Présentée comme une mesure conjoncturelle, cette disposition devait initialement prendre fin au 31 décembre 2020. Toutefois, la fragilité persistante des marchés et les alertes d’acteurs politiques et institutionnels ont rapidement fait émerger l’idée d’un maintien, voire d’une consolidation pérenne de cette approche plus restrictive.
Une logique politique et institutionnelle convergente
Le renforcement du contrôle des investissements étrangers en France a reçu, dès l’origine, un soutien appuyé au sein de la classe politique.
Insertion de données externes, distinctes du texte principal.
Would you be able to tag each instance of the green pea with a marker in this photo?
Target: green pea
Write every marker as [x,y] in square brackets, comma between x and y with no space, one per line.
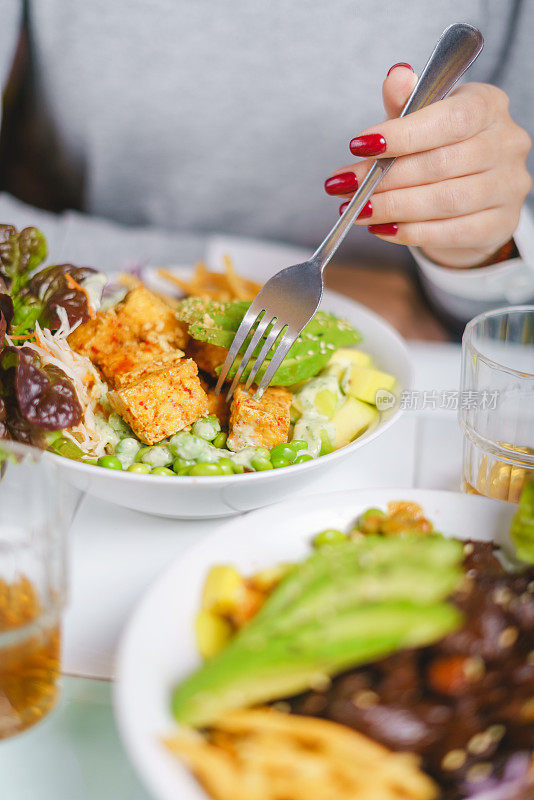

Dès juin 2020, Bruno Retailleau, président du groupe Les Républicains au Sénat, appelait à inscrire durablement le seuil de 10 % dans la réglementation. D’autres parlementaires, de divers horizons politiques, ont relayé cette demande.
Dans le même temps, le Conseil économique, social et environnemental (CESE), dans son avis intitulé « Pour une stratégie d’investissements directs étrangers en France soutenables et responsables », recommandait dans sa proposition n°18 de maintenir l’abaissement à 10 % jusqu’en 2023 et d’en dresser le bilan. Ces positions témoignent d’une évolution des mentalités : la prise de participation minoritaire n’est plus vue comme anodine, mais comme susceptible d’influencer la stratégie, la gouvernance ou les actifs sensibles d’une entreprise.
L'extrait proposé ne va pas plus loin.